本研究では、筆者と同性である女性が初期印象をより良くするためにはどのように行動すれば良いのか、ということを笑顔の順序効果という観点から明らかにしたい。女性が同世代の初対面の他者に自己紹介を行うとき、初期に笑顔を表出する場合と終期に笑顔を表出する場合とではどちらがよりポジティブな印象をもたれ、より強い好意をもたれるか、ということを明らかにしようとする本研究は、日常場面においても十分応用可能であり、また、応用価値のあるものだと考える。
V 目的
1.女性が同世代の初対面の他者に友人づくりを目的とした自己紹介を行うとき、初頭効果、新近効果の観点から、初期に笑顔を表出する場合と終期に笑顔を表出する場合とではどちらがよりポジティブな印象をもたれ、また、より強い好意をもたれるか、ということを明らかにする。

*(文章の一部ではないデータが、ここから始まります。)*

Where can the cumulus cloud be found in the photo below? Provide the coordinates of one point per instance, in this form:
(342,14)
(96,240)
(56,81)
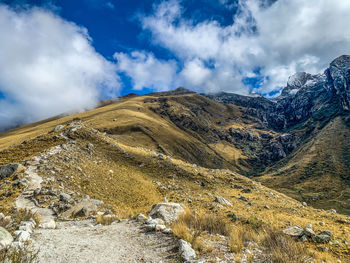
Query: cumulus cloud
(274,38)
(48,66)
(147,71)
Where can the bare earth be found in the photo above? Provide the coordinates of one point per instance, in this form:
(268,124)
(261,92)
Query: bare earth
(82,241)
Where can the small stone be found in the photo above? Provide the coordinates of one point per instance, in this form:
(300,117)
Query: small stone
(167,231)
(65,198)
(294,231)
(169,212)
(222,201)
(58,128)
(10,169)
(186,251)
(308,231)
(303,238)
(22,235)
(243,198)
(322,238)
(160,227)
(5,238)
(81,213)
(141,218)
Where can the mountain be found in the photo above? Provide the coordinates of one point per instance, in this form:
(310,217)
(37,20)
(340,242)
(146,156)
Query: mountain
(311,116)
(206,152)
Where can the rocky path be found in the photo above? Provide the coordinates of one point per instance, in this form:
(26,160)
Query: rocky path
(82,241)
(24,200)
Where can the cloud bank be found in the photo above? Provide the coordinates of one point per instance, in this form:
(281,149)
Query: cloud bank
(267,42)
(48,67)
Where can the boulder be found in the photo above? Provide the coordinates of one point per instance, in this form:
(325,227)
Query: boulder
(322,238)
(5,238)
(141,218)
(9,169)
(83,208)
(308,231)
(222,201)
(22,235)
(294,231)
(66,198)
(186,251)
(58,128)
(169,212)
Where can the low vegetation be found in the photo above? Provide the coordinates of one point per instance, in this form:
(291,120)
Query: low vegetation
(21,254)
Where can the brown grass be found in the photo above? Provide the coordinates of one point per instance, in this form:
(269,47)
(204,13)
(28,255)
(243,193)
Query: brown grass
(280,248)
(194,223)
(22,254)
(239,235)
(105,219)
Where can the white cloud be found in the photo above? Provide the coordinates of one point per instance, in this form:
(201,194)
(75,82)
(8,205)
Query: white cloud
(146,71)
(48,66)
(279,38)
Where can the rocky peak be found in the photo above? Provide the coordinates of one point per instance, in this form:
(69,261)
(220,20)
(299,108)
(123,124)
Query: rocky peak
(298,81)
(339,74)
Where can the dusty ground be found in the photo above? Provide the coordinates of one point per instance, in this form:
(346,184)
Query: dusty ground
(82,241)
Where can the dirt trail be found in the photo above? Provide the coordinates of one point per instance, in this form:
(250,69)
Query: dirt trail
(82,241)
(47,218)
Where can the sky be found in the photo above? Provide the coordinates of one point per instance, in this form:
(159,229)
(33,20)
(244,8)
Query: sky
(63,56)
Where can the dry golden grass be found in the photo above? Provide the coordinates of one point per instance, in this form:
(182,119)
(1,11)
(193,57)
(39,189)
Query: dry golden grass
(280,248)
(20,254)
(129,151)
(320,167)
(105,219)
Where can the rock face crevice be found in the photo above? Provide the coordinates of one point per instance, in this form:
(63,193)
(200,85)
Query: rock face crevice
(304,97)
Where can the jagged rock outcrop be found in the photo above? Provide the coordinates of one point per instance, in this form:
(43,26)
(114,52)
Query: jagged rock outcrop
(318,96)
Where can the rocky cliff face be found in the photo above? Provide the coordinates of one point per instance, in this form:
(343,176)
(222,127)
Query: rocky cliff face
(306,96)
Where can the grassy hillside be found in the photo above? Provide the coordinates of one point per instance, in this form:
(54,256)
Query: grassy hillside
(133,152)
(319,171)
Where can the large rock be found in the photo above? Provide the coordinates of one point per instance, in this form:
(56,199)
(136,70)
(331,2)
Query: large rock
(186,251)
(169,212)
(5,238)
(308,231)
(9,169)
(294,231)
(83,208)
(222,201)
(322,238)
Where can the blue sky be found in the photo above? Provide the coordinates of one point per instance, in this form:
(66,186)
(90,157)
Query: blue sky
(64,56)
(114,25)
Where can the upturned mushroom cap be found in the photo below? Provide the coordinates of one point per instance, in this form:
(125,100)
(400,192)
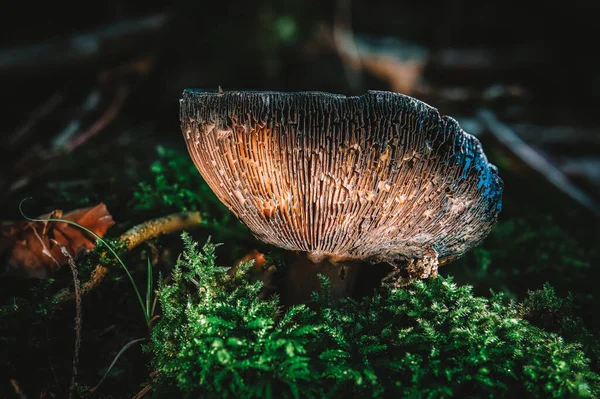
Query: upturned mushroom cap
(380,177)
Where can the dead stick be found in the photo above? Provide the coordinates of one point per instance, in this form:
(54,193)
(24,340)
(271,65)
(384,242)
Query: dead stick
(134,237)
(506,136)
(117,39)
(78,316)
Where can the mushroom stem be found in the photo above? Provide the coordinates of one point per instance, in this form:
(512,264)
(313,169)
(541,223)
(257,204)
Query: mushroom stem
(302,278)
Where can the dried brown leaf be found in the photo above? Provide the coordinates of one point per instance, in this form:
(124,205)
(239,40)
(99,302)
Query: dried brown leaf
(31,247)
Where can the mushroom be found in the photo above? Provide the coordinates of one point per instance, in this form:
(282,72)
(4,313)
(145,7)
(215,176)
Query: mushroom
(344,183)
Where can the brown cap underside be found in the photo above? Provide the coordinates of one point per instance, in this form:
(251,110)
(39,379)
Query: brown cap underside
(380,177)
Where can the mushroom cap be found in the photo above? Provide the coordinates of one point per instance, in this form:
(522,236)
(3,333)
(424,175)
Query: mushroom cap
(380,177)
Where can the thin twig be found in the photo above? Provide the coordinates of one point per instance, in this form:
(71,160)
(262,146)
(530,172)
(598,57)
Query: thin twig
(535,160)
(78,316)
(134,237)
(116,39)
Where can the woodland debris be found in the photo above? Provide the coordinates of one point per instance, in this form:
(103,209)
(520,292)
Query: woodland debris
(123,37)
(134,237)
(535,160)
(33,248)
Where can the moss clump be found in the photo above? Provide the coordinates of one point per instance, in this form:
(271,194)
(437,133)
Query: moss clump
(174,184)
(433,339)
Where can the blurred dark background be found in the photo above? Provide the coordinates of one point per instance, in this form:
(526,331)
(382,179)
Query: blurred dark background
(104,77)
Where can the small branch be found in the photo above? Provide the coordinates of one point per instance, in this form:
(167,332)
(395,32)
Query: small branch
(134,237)
(109,115)
(78,316)
(116,39)
(529,156)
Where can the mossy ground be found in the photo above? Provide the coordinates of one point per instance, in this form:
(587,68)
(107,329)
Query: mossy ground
(433,339)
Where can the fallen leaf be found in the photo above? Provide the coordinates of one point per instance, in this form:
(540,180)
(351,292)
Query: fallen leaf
(31,247)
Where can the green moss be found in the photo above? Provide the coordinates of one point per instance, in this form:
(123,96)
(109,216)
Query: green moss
(433,339)
(525,252)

2.女性が同世代の初対面の他者に友人づくりを目的とした自己紹介を行うとき、相手の性にかかわらず笑顔を表出した場合は笑顔を表出しない場合よりもポジティブな印象をもたれ、また、より強い好意をもたれるかどうかを検討する。また、相手が同性であるか異性であるかによって印象形成における初頭効果と新近効果の現れ方に差が見られるかどうかを検討する。
3.女性が同世代の初対面の他者に友人づくりを目的とした自己紹介を行うとき、相手の認知的熟慮性−衝動性の違いによる、印象形成における初頭効果と新近効果の相対的現れやすさの差を検討する。